NASHVILLE, Tenn. (BP)–At a conference held last year at LifeWay, Rich Smith, minister of discipleship at First Baptist Church in Ellisville, Mo., asked for input on starting classes that match teaching and learning styles. As I thought about it, it occurred to me that just about any excuse to start a new Sunday School class is probably worth trying.
Following are a few ideas:
1. A life stage class. How about a class for Nearlyweds & Newlyweds? Parents of Preschoolers? Parents of Children? Parents of Teens? Empty Nesters? LifeWay’s Bible Studies for Life (BSFL) series includes resources aimed specifically at such classes: Life Matters for younger adults; Life Truths for parents; and Life Values for empty-nesters. LifeWay magazines BabyLife, ParentLife and Living with Teenagers are perfect supplements for classes for parents as well.
2. A “Couples without Kids” class. One of the negative responses we have received about the life-stage approach with the BSFL series is that adults -– notably median-age adults -– who don’t have children feel left out of classes designated for parents or empty-nesters. That’s a good excuse to start a new class specifically for such folks! They could even study the same Scripture passages as other classes using BSFL by using Life Lessons or Life Words. Both of these titles are designed for adults of all ages and life stages.

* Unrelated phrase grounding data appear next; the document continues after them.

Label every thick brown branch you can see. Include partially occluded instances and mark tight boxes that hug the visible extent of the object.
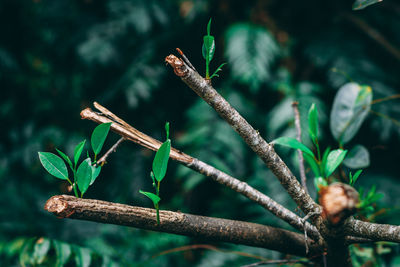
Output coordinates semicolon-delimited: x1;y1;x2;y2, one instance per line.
345;218;400;243
165;54;319;216
45;195;321;256
81;104;321;241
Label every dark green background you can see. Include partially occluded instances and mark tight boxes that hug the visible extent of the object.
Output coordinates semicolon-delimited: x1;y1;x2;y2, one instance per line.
1;0;400;266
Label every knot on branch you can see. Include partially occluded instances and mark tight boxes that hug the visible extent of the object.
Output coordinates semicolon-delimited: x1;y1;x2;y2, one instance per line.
319;183;359;225
165;55;188;77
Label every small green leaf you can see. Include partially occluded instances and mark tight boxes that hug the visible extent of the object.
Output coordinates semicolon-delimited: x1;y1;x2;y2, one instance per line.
74;140;86;167
353;0;382;10
314;176;328;191
350;170;363;186
210;62;227;79
91;123;112;156
343;144;370;169
272;137;314;157
76;158;92;196
38;152;69;180
56;148;73;170
308;103;319;145
73;246;91;267
202;36;215;62
139;190;161;206
207;18;212;36
90;165;101;185
303;153;321;177
165;122;170;140
53;240;71;267
325;149;348;177
152;140;171;182
321;147;331;177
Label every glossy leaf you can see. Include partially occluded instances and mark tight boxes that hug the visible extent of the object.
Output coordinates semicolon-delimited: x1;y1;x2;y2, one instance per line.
202;36;215;62
56;148;73;170
38;152;69;180
350;169;363;186
303;153;321;177
73;246;91;267
90;165;101;185
321;147;331;177
210;63;227;79
152;140;171;182
76;158;92;196
353;0;382;10
53;240;72;267
343;144;370;169
308;103;319;145
272;137;314;157
91;123;112;156
330;83;372;144
325;149;348;177
139;190;161;206
74;140;86;167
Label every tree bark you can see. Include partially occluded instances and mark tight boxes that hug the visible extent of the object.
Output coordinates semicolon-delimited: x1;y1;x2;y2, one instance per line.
44;195;322;257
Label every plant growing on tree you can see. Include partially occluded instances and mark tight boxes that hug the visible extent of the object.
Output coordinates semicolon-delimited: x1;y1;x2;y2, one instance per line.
38;123;111;197
139;122;171;224
202;18;226;80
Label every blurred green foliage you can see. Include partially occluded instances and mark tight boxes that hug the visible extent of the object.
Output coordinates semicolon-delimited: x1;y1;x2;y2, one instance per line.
1;0;400;266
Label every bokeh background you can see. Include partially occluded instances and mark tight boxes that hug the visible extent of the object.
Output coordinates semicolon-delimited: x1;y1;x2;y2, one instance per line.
1;0;400;266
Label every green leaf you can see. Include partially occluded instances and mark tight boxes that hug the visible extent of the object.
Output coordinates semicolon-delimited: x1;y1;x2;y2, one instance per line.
152;140;171;182
321;147;331;177
314;176;328;191
304;153;321;177
91;123;112;156
325;149;348;177
73;246;91;267
76;158;92;196
272;137;314;157
210;63;227;79
207;18;212;36
343;145;370;169
353;0;382;10
53;240;71;267
32;238;51;265
350;170;363;186
330;83;372;144
38;152;69;180
139;190;161;206
165;122;170;140
202;36;215;62
90;165;101;185
308;103;319;145
74;140;86;167
56;148;73;170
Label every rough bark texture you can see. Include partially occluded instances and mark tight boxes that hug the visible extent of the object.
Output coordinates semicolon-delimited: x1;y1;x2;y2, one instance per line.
165;54;319;216
81;103;321;241
345;218;400;242
45;195;322;257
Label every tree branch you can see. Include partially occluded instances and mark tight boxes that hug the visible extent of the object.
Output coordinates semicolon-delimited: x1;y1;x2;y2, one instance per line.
97;137;125;166
44;195;322;257
165;54;319;216
345;218;400;243
292;102;308;194
80;104;322;241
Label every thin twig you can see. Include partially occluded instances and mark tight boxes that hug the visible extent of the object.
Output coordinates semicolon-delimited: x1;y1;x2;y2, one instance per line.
371;94;400;105
176;48;197;71
96;137;125;166
343;14;400;62
44;195;321;256
302;211;322;255
292;102;308;194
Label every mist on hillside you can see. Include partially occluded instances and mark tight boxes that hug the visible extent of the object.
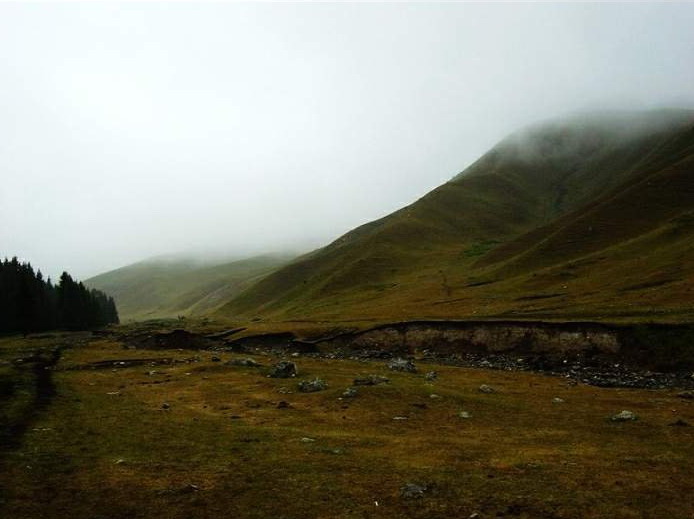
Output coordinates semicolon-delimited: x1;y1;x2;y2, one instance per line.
2;3;694;279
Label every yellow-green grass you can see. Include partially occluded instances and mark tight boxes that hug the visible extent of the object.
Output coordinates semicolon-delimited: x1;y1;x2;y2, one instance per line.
216;111;694;324
2;333;694;518
86;254;293;322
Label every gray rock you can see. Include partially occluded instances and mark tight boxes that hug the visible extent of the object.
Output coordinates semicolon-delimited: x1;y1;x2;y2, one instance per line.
161;402;170;410
677;390;694;400
353;375;390;386
478;384;496;394
459;411;471;419
669;419;689;427
298;378;327;393
424;371;438;381
611;410;638;422
400;483;426;499
342;387;358;398
226;358;262;367
552;397;565;404
269;361;297;378
388;358;417;373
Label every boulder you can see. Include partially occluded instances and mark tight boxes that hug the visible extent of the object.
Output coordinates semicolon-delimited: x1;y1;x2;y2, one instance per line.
424;371;438;381
298;378;327;393
269;361;297;378
400;483;427;499
611;410;638;422
342;387;358;398
353;375;390;386
226;358;262;367
388;358;417;373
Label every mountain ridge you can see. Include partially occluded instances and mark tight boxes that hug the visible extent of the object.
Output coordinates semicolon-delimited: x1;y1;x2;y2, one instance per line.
218;109;694;321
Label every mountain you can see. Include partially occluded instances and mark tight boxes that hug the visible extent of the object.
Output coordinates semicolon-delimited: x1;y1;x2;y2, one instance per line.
86;254;293;321
218;109;694;322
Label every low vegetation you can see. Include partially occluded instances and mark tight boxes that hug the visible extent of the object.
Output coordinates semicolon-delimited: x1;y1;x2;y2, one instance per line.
2;330;694;518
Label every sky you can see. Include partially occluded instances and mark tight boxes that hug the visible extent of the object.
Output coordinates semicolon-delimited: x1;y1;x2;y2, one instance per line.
1;2;694;279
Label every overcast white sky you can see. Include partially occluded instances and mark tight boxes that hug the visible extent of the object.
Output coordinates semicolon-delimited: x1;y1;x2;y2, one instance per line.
2;2;693;279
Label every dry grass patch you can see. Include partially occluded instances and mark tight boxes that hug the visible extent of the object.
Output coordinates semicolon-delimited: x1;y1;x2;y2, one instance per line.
2;333;694;518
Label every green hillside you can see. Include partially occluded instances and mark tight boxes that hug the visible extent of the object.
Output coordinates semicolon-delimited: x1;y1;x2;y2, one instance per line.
86;254;293;321
218;110;694;322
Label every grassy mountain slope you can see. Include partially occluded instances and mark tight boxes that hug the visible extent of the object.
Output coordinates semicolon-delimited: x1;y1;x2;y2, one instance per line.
87;254;292;321
218;110;694;322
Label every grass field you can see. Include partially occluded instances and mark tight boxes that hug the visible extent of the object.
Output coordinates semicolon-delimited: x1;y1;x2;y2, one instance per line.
2;331;694;518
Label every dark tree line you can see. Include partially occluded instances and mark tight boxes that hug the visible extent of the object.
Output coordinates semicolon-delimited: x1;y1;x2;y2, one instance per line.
0;257;119;334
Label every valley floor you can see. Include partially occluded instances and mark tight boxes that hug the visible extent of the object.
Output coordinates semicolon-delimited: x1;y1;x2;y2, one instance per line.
2;329;694;518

3. A KJV class. Some people have a strong preference for the King James translation of the Bible. The Life Words title mentioned above utilizes the KJV exclusively and is a complete family of resources, including learner guides, leader guides, a leader pack and even audio CDs.
4. A “Through the Bible” class. LifeWay’s Explore the Bible series is perfect for such a class, covering all 66 books of the Bible every eight years. The series balances studies from the Old and New Testaments and also provides a balanced approach to the various types of biblical literature in each two-year “mini-cycle.”
5. An affinity group class. These classes might include such groups as teachers, medical professionals, peace officers, bikers, etc. Use your imagination! Just about any curriculum choice would work.
6. A “No Teacher” class. What? How would you do that? By using a curriculum resource like LifeWay’s MasterWorks. This Bible study series, based on books by popular Christian authors, includes only one book that is used by learners and leaders. Ideas for guiding the discussion are found at the end of each lesson, so the leadership could rotate among members. In such a class, it would be wise to designate one person as the “shepherd” of the class –- functioning like a teacher in all regards except actually “teaching.”
7. A college class. Recently while dialoging with a group of pastors in Princeton, Ky., a pastor shared that he had started a college class. In a small town. In a church with an attendance of about 70. In jest, I said, “You can’t start a college class in that kind of setting!” But he did and now has about 10-12 collegians each week. LifeWay’s Collegiate Bible study materials are perfect for starting such a class.
8. A special needs class. Churches are rediscovering the joy of serving the needs of adults and children with special physical and developmental challenges. For many years, LifeWay has published Access, a Bible study resource for teaching special needs adults. Now we also publish a resource for special needs children in grades 1-6, Special Buddies. Leaders and parents also benefit from the LifeWay magazine, SET (Special Education Today). Beginning in 2008, LifeWay’s VBS materials will include materials for special needs kids: Outrigger Island: Special Friends. One of the big surprises reported by churches that begin such a ministry is how many people are willing to help. They don’t want to teach a big class. But they are eager to help out in a special needs class.
9. A “transition year” class. Kindergarten and sixth grade are two of the toughest years for kids to navigate. Even churches struggle with where to put these kids. In some churches, kindergarten is in the preschool division; in others, it is in the children’s division. In some churches, especially in communities where the schools operate middle schools, sixth-graders are in the youth division and often grouped with seventh- and eighth-graders; in other churches, they are in the children’s division and often grouped with fourth- and/or fifth-graders. The solution is to start a class just for them. LifeWay has curriculum choices specifically for both of these transition years: Bible Teaching for Kids: Kindergarten and Everything You Need to Know to Be a Teenager.
10. An off-campus, not-on-Sunday class. You mean you can have a Sunday School class that doesn’t meet on Sunday? Of course you can! Funny thing is, the term Sunday School has such a strong “brand identity” that you can even call it a Sunday School class. Wayne Poling, lead Sunday School leadership specialist at LifeWay, recently led training in Guam along with Clyde Kakiuchi, who directs Sunday School work in the Hawaii-Pacific Baptist Convention. Clyde was headed on to Saipan, where one pastor holds Bible study classes every night for different groups of factory workers after they end their nighttime shifts. A perfect opportunity for gathering for fellowship and study.
Every church has unique needs. I hope these ideas have started to generate some ideas that will need some of those needs.
David Francis serves as director of Sunday School for LifeWay Christian Resources of the Southern Baptist Convention.